13 thoughts on “6 weeks and Still Able to Can

  1. thelunchfairy says:

    These posts are coming at me so quickly that I haven’t read theHomieMatrimony anniversary ones. I especially love this one because the “village” is important even if it’s not blood family. Support system is EVERYTHING!

    Like

  2. NalediSparkle says:

    I love how you’re sharing the truth about mommyhood. There is too much sugarcoating. Is it okay for someone else to breastfeed your baby?

    Like

  3. Ntobsie says:

    I looooove this blog!!! I’m a ftm with a 4week old girl. I love her to death but she’s shown us flames these past weeks. We don’t sleep at night. Luckily I’m home so my parents help me out.
    I’m exclusively breastfeeding and my mom & aunts keep saying the baby is not full and I need to feed her porridge! I tell them her digestive system is not wired yet to handle such. It’s a constant battle with them.
    Such blogs have kept me sane, though. So thank you:)

    Like

    • homiematrimony says:

      Thank you so much! Strength to you. It does get a bit better after 6 weeks, but it’s still flames, I won’t lie. There is so much love and joy, too.
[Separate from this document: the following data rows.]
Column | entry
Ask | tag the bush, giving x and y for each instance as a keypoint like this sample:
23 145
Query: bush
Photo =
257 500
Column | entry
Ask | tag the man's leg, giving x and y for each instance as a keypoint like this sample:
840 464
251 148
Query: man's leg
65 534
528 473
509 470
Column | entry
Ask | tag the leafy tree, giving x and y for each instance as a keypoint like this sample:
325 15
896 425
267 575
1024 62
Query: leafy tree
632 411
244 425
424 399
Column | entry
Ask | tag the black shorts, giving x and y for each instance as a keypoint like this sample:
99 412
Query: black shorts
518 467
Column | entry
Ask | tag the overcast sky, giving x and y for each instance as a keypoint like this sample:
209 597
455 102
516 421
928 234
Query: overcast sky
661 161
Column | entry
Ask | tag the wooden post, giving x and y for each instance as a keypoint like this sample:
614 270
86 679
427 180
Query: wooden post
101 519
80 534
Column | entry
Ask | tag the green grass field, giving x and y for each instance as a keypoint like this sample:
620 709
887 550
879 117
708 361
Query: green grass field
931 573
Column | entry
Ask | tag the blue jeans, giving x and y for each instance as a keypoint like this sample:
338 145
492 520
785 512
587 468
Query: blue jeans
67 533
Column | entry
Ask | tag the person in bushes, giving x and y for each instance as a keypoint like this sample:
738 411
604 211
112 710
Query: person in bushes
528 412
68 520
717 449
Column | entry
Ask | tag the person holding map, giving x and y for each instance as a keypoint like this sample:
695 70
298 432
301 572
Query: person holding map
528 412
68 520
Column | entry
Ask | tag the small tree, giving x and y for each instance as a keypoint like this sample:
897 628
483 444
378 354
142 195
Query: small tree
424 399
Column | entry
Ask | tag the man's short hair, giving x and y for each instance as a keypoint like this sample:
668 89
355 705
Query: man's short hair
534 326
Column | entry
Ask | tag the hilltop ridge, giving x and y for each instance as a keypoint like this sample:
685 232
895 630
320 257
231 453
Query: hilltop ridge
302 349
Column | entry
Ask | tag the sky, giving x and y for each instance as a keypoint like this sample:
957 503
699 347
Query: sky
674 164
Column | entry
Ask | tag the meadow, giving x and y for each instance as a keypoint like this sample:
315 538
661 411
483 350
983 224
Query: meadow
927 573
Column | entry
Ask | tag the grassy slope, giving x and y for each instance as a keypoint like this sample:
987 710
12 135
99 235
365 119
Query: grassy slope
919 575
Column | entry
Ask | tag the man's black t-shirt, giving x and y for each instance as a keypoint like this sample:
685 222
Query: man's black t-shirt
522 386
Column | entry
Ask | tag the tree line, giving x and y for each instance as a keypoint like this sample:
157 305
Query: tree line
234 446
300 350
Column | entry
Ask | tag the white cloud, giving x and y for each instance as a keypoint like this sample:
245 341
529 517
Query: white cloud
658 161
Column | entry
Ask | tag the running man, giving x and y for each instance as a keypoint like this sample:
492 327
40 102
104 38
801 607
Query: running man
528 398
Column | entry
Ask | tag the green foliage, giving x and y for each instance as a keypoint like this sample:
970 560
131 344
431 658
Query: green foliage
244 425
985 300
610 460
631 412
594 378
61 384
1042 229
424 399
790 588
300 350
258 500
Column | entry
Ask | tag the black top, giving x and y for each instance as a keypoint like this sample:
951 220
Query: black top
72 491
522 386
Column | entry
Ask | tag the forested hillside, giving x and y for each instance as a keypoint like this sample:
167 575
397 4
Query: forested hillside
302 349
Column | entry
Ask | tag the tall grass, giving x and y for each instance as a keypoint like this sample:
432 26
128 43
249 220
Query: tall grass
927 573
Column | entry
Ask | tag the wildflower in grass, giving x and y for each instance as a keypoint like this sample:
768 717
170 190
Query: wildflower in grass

It’s so worth the hard times

      Like

  4. Ma Ka Motheo says:

    Your blog is very very informative Noks, I like how you are honest in every post. So at the point of Lativnova, you still had no idea that Tim was the man the psychic lady had told you about?

    Like

    • homiematrimony says:

      When I met Maria at Latinova, I hadn’t met Tim yet. I only met him about 2 or so months later. And I didn’t make the connection with what the psychic lady said, until we were deeply involved

      Like

  5. Mmule says:

    Hi Gogo… Love today’s post a lot. You once tweeted that your sister showed/told you how to calm a restless baby, something she learnt from her mother in-law. Could you please share. Thank you!